The Wi-Fi fingerprinting based method has two problems.
APs mismatch: we have found that the visible Wi-Fi access points (APs) set varies over time and space, which implies that there might not exist a perfect match for current location when trying to find a match in the fingerprint database. Existing work typically uses one of the two methods to work around this issue. One is to select the APs shared by online radio measurements and reference points (RPs) in radio map, and then these APs with the strongest RSS will be used for final matching [2–4]. The other method is to assign a small RSS value to a nonobserved AP [5–7]. However, both methods fail to completely represent signal characteristics at a certain location due to the addition or deletion of some information, which ultimately affects the accuracy of fingerprint distance estimation. Clustering inefficiency: to compare multiple locations and select the one that best matches the observed signal strength, weighted K-nearest neighbors (WKNN) method is often used due to its simplicity. However, due to the inherent time-varying nature of wireless signal, K-nearest neighboring points are not always close to a user's real position. Consequently, directly using K-nearest neighbors may lead to bad estimations. To address this problem, clustered WKNN algorithms have been developed [8–13], and most of them either use c-means [10] or K-means [12] as the clustering algorithm. However, they need to prespecify the clustering number, which is unsuitable for classifying RPs whose distribution is initially unknown. In fact, ideally the cluster should have low similarity to other clusters.
In this work, we aim to tackle these two problems in Wi-Fi fingerprinting based localization method: we address the APs mismatch problem by combining AP sets similarity and RSS distance when calculating fingerprint distance and we address the clustering inefficiency issue by enhancing semi-supervised affinity propagation clustering algorithm in combination with detection of isolated points. Hence, we call the improved algorithm semi-supervised affinity propagation based WKNN (WKNN-SAP). WKNN-SAP has been implemented on a server and evaluated through real-world experiments performed in a teaching building.

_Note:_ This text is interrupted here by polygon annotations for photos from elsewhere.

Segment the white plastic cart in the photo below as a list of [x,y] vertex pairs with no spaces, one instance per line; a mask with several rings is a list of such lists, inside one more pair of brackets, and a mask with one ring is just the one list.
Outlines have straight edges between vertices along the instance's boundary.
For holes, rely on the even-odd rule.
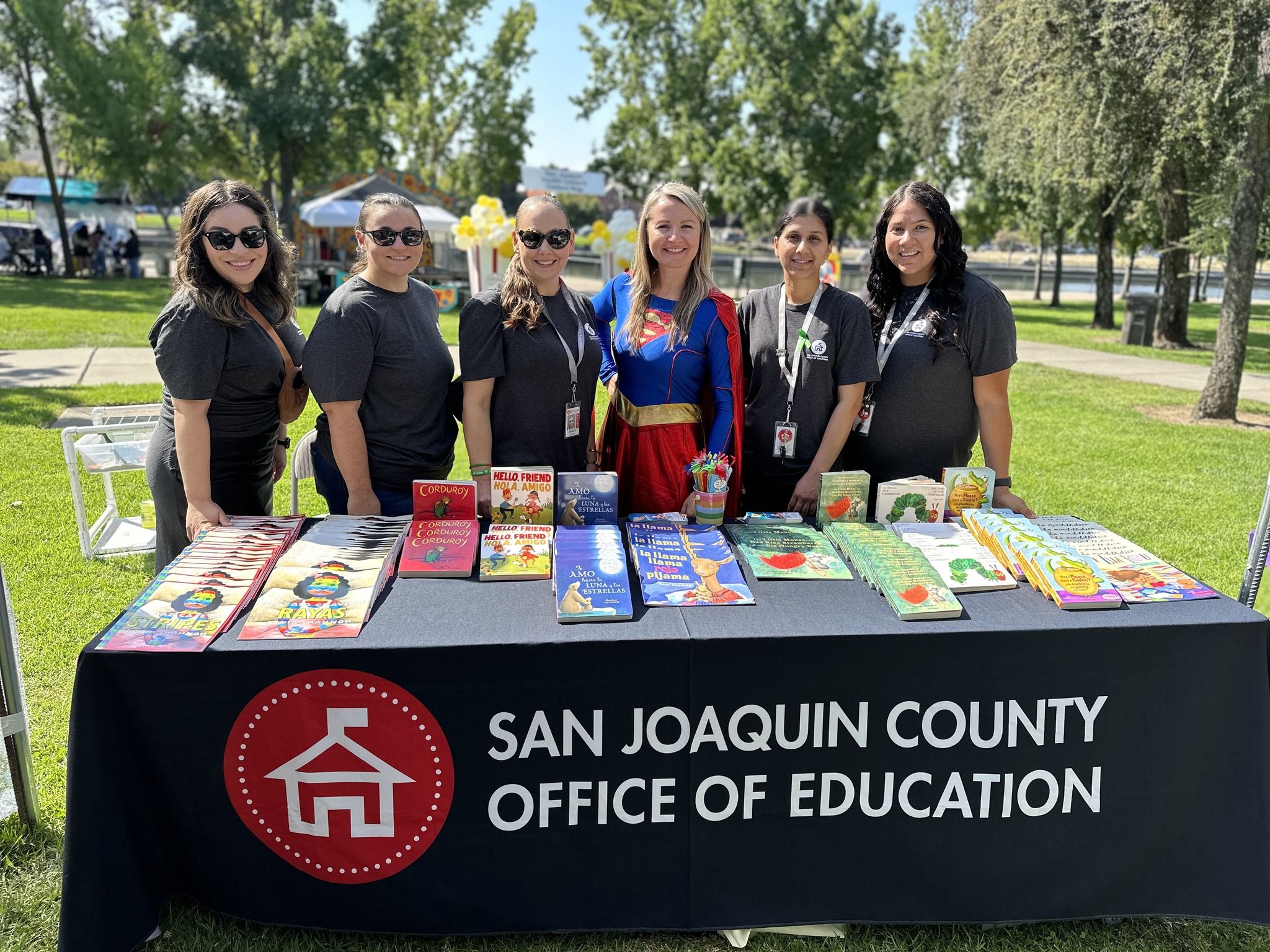
[[[62,452],[71,477],[80,552],[85,559],[154,551],[155,531],[145,528],[140,515],[119,515],[110,476],[146,467],[150,433],[159,421],[161,409],[161,404],[97,406],[93,409],[91,426],[67,426],[62,430]],[[85,472],[100,476],[105,484],[105,510],[91,526],[84,508],[80,461]]]

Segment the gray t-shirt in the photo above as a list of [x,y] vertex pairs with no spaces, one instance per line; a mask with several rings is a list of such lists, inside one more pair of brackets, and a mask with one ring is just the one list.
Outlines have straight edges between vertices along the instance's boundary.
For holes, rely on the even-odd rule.
[[[269,314],[254,296],[248,298],[265,320]],[[274,330],[300,363],[305,335],[293,320]],[[216,437],[254,437],[278,426],[278,390],[284,364],[278,345],[248,317],[230,327],[202,311],[190,294],[178,292],[150,329],[150,347],[163,378],[161,419],[173,426],[173,397],[211,400],[207,425]]]
[[[906,287],[895,325],[917,302],[921,287]],[[956,347],[936,347],[922,315],[895,341],[881,381],[869,435],[852,433],[845,468],[867,470],[872,485],[904,476],[940,479],[945,466],[965,466],[979,438],[974,377],[1013,367],[1015,312],[994,284],[965,273],[961,330]]]
[[[465,381],[494,378],[489,405],[493,435],[489,462],[495,466],[551,466],[556,472],[587,468],[587,428],[592,425],[596,382],[599,380],[599,339],[591,301],[561,287],[544,298],[547,320],[533,330],[508,330],[499,305],[500,288],[476,294],[458,317],[458,367]],[[578,360],[578,330],[582,329],[582,359],[578,360],[578,402],[582,433],[565,439],[564,407],[572,386],[569,358],[564,355],[560,331]],[[478,461],[485,462],[485,461]]]
[[[785,420],[789,382],[781,373],[779,347],[781,286],[751,292],[737,308],[742,354],[749,388],[745,391],[745,456],[743,472],[801,475],[812,463],[829,416],[838,404],[838,387],[878,380],[869,308],[855,294],[826,287],[806,330],[810,344],[799,362],[794,411],[798,424],[792,459],[772,456],[777,420]],[[799,331],[810,302],[785,305],[785,366],[790,367]]]
[[[455,376],[441,339],[437,296],[422,281],[385,291],[361,275],[326,298],[305,345],[305,381],[319,404],[361,400],[371,485],[409,493],[418,479],[444,479],[458,424],[446,409]],[[318,452],[335,465],[330,423],[318,416]]]

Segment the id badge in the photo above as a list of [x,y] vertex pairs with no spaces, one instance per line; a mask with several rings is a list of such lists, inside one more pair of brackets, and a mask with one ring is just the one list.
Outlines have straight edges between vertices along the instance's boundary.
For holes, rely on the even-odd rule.
[[776,424],[776,438],[772,440],[772,456],[792,459],[798,446],[798,424],[785,420]]
[[869,428],[872,425],[874,410],[878,409],[878,404],[872,400],[866,400],[860,405],[860,413],[856,416],[856,421],[851,425],[851,429],[859,433],[861,437],[869,435]]

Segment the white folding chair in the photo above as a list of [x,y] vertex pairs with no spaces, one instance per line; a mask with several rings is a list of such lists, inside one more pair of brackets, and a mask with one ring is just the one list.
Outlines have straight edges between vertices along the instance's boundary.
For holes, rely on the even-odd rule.
[[309,430],[291,451],[291,514],[300,514],[300,480],[314,477],[314,458],[309,447],[318,439],[318,430]]

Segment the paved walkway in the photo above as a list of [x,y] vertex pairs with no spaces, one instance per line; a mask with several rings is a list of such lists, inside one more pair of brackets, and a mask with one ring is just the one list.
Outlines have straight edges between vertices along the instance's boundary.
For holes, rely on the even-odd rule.
[[[458,348],[450,354],[458,371]],[[1137,383],[1200,391],[1208,367],[1156,357],[1130,357],[1062,344],[1019,341],[1019,359],[1078,373],[1096,373]],[[0,350],[0,387],[74,387],[83,383],[159,383],[147,347],[72,347],[52,350]],[[1240,397],[1270,404],[1270,376],[1245,373]]]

The rest of this paper is organized as follows. We discuss related work in Section 2. Section 3 provides an overview of WKNN-SAP, followed by algorithm details in Section 4. Results of performance evaluation are analyzed in Section 5 and finally Section 6 concludes the paper.
2. Related Work
Research in Wi-Fi fingerprinting localization recently has been mainly focusing on how to improve the collection of signal fingerprints and how to improve localization accuracy. For fingerprint collection, various alternatives have been proposed and they include using a signal propagation model, ray-tracing [14], interpolation, and even unsupervised crowdsourcing using the inertial sensors and indoor floor plans [15]. To improve localization accuracy, researchers have adapted to heterogeneous Wi-Fi clients [16, 17], used historical tracks, and fused other positioning techniques such as PDR [18, 19] or acoustic ranging [20, 21]. In our work, we focus on two specific issues in current method: APs mismatch and clustering inefficiency.

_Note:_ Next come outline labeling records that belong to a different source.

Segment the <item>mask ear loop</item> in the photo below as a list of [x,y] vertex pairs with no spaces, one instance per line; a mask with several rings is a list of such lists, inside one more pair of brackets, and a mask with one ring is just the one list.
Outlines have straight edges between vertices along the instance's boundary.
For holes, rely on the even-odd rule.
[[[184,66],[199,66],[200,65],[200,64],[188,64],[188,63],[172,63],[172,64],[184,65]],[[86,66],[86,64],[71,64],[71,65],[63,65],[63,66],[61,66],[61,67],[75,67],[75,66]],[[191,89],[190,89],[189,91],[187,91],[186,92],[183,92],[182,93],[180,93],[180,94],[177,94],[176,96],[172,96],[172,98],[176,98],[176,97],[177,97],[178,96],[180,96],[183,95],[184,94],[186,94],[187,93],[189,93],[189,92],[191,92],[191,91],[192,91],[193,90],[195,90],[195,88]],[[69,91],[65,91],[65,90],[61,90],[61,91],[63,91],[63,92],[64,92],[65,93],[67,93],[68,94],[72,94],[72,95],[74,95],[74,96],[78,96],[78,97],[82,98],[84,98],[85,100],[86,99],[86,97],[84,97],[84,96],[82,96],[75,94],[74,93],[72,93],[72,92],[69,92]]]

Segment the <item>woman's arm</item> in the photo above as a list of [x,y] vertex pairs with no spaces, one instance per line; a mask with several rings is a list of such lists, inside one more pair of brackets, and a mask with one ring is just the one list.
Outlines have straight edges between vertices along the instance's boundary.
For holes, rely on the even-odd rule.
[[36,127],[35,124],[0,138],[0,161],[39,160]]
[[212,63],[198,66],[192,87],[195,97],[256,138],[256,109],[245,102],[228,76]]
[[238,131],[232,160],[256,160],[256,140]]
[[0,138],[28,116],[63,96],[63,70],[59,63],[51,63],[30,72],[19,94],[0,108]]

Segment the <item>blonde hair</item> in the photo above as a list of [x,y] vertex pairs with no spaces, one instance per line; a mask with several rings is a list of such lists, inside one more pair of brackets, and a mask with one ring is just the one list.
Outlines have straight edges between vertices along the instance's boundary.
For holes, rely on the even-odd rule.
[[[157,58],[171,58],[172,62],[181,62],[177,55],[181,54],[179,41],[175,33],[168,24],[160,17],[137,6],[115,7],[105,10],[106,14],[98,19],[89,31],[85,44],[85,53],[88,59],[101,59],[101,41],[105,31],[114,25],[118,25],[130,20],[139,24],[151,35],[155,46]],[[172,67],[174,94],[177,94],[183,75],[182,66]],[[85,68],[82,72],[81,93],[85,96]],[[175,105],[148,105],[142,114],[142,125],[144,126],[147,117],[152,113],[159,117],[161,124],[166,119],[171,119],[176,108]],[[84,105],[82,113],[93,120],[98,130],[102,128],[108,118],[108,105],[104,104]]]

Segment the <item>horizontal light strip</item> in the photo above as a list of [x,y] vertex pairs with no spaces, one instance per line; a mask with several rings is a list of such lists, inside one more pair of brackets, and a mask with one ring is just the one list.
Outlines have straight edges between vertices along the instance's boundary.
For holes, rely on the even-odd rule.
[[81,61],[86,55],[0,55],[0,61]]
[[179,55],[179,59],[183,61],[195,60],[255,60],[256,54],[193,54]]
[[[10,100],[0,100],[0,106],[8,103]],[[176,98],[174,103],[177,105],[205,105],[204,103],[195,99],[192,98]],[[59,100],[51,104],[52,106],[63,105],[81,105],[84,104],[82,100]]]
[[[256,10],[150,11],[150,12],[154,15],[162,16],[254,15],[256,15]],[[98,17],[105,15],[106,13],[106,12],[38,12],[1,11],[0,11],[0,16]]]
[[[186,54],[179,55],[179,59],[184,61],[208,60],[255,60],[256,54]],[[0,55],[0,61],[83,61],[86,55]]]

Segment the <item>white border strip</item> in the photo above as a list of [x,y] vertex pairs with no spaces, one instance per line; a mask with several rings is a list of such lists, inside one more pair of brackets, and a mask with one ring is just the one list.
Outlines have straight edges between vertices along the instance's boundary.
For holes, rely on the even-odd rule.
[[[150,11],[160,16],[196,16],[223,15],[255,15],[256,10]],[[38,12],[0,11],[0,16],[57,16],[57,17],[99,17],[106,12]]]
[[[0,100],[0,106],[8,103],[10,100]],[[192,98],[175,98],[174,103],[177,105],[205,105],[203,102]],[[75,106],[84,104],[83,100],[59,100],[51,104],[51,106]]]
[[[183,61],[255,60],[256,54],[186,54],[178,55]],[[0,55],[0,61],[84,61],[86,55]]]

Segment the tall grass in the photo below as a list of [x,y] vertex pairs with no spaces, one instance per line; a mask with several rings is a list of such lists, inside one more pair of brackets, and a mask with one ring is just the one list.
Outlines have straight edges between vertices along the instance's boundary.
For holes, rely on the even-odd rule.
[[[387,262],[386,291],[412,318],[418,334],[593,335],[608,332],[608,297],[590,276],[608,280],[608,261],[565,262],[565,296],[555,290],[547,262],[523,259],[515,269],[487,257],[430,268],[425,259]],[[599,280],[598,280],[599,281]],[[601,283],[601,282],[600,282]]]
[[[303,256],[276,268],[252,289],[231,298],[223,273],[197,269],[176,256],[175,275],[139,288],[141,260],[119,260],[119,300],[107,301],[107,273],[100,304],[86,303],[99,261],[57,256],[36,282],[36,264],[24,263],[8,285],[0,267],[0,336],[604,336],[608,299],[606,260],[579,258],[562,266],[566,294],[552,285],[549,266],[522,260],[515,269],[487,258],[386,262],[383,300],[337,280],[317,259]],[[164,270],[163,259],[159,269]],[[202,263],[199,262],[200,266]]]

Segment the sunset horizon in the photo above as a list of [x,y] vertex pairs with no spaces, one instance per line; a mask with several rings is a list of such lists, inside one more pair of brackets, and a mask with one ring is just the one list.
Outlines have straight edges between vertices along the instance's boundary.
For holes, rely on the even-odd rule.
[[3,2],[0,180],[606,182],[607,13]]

The visible APs are often different during online and offline stages. In existing work, researchers simply select these common APs with the largest signal strength for matching [2–4] or set the corresponding RSS entity to a small value (e.g., −110 dBm) if no RSS reading is found for an AP [5–7]. In fact, these approaches either introduce some false information or omitted some useful information. Thus, they cannot accurately describe the signal characteristic of surrounding Wi-Fi environment.

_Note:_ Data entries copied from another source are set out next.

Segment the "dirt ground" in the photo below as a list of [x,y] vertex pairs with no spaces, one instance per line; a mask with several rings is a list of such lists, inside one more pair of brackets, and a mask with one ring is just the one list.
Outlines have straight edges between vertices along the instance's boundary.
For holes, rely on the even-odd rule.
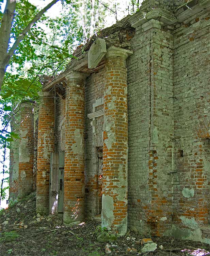
[[[97,238],[102,232],[99,223],[64,227],[62,219],[55,216],[36,215],[35,206],[32,193],[0,212],[0,256],[210,256],[209,245],[165,237],[152,237],[157,249],[141,253],[141,239],[149,238],[129,231],[112,243],[99,242]],[[107,244],[109,254],[105,252]],[[161,245],[163,248],[159,247]]]

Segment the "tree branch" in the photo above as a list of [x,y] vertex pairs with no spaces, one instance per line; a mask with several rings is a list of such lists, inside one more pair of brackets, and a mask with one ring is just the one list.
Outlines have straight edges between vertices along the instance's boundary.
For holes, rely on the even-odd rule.
[[45,7],[43,8],[42,10],[39,12],[33,19],[29,22],[26,28],[22,31],[20,35],[16,39],[16,41],[14,43],[13,45],[9,51],[8,53],[10,58],[11,58],[13,55],[14,52],[17,49],[20,42],[23,39],[27,33],[28,33],[28,32],[30,30],[31,27],[34,23],[36,22],[40,18],[42,15],[46,12],[48,9],[49,9],[53,4],[54,4],[55,3],[58,2],[59,1],[59,0],[53,0],[53,1],[52,1],[52,2],[48,4],[47,6],[45,6]]

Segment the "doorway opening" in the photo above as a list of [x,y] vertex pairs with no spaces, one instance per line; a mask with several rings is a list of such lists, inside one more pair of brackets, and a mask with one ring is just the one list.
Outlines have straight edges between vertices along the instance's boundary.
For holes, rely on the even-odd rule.
[[63,213],[64,152],[51,153],[49,196],[49,214]]
[[97,148],[98,157],[97,186],[97,215],[95,219],[101,221],[102,208],[102,186],[103,181],[103,149],[102,147]]

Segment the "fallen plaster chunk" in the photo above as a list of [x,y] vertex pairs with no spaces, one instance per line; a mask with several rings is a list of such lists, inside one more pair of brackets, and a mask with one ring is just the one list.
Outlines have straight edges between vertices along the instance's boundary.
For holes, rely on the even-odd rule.
[[154,252],[157,248],[157,244],[155,243],[147,243],[144,245],[144,247],[141,249],[142,253],[146,253],[148,252]]

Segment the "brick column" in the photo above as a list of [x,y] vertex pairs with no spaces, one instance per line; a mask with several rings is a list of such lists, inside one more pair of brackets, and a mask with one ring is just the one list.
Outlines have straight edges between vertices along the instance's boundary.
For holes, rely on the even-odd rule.
[[84,197],[84,87],[86,74],[66,77],[64,222],[83,220]]
[[127,230],[128,114],[126,59],[131,51],[112,46],[106,54],[104,98],[102,226]]
[[54,148],[54,106],[53,95],[43,93],[39,112],[36,207],[37,212],[44,214],[49,213],[50,156]]
[[19,178],[18,195],[19,198],[32,190],[34,163],[34,115],[35,104],[23,102],[20,111],[19,144]]

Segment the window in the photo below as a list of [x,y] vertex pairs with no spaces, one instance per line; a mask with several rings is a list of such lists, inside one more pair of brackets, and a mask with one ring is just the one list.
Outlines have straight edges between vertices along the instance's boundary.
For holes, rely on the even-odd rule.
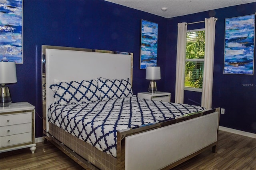
[[205,29],[187,31],[184,90],[202,92],[204,75]]

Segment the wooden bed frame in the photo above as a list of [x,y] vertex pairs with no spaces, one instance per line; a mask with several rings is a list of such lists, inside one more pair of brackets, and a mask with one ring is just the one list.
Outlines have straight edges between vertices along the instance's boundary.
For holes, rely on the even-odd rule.
[[129,78],[132,84],[133,54],[50,46],[42,47],[44,142],[51,142],[85,169],[169,170],[209,148],[216,152],[219,108],[119,131],[116,158],[49,123],[46,109],[53,102],[53,94],[49,86],[54,79]]

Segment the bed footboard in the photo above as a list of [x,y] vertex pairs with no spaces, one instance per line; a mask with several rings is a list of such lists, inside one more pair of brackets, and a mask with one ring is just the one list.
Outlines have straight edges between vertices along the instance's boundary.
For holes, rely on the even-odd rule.
[[219,117],[218,108],[119,132],[117,169],[169,170],[209,147],[216,152]]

Due to the time-varying nature of indoor radio propagation, received signal measurements in online stage are different from the fingerprints collected in offline stage. To eliminate this adverse impact, researchers used clustering technique to partition the neighbors into multiple clusters and the one with the most members and/or the lowest average RSS distance is chosen as delegate for calculating the position of target. Ma et al. first proposed the cluster filtered KNN (CFK) method [9], using hierarchical clustering to partition the nearest neighbors of RPs. The results show that KNN is improved when clustering technology is used. Altintas and Serif [12] improve this method by replacing hierarchical clustering with K-means to gain a higher positioning accuracy. Likewise, Sun et al. [10] developed a KNN-FCM hybrid algorithm. They use fuzzy c-means (FCM) clustering method to divide K-nearest neighbors into several clusters and one cluster is chosen to calculate user position. As a consequence, this method has better results than KNN when the distance error is less than 2 meters. However, it is difficult to specify K value for K-means and fuzzy c-means, while hierarchical clustering cannot make sure that obtained clusters achieve the greatest sum of distance between all clusters. From a different perspective, Tian and Au et al. [13, 22] both used affinity propagation to cluster fingerprints in the offline stage. First, a coarse-grained position which is normally represented by one or more clusters is estimated through clustering matching in online stage, followed by a fine-grained positioning. The disadvantage is that clustering all the RPs in offline stage takes more time, and in fact only a small part of RPs contributes to accurate positioning.
3. Algorithm Overview
Figure 1 depicts the overall flow of WKNN-SAP. We first create an offline radio map and then collect RSS vectors in real time for any point that we need its location. For each point, we calculate the AP sets similarity and the average RSS distance between this vector and all the reference points in the radio map. We then estimate fingerprint distances to all the reference points with our proposed fingerprint distance model. To get more suitable neighbors for comparison [23, 24], K-nearest neighbors are dynamically selected according to a signal distance threshold before eliminating isolated points. The neighbors are then partitioned into several clusters with semi-supervised affinity propagation (SAP) and one cluster is chosen as the delegate. The user's position is then calculated by WKNN.

Flow of WKNN-SAP.
4. Details of WKNN-SAP
4.1. Calculation of Fingerprint Distance by Combining AP Sets Similarity and RSS Distance
In the online stage of the Wi-Fi fingerprinting based localization method, trying to find an exact match of visible AP sets in the radio map constructed offline is a challenge. Several factors contribute to the differences in AP sets.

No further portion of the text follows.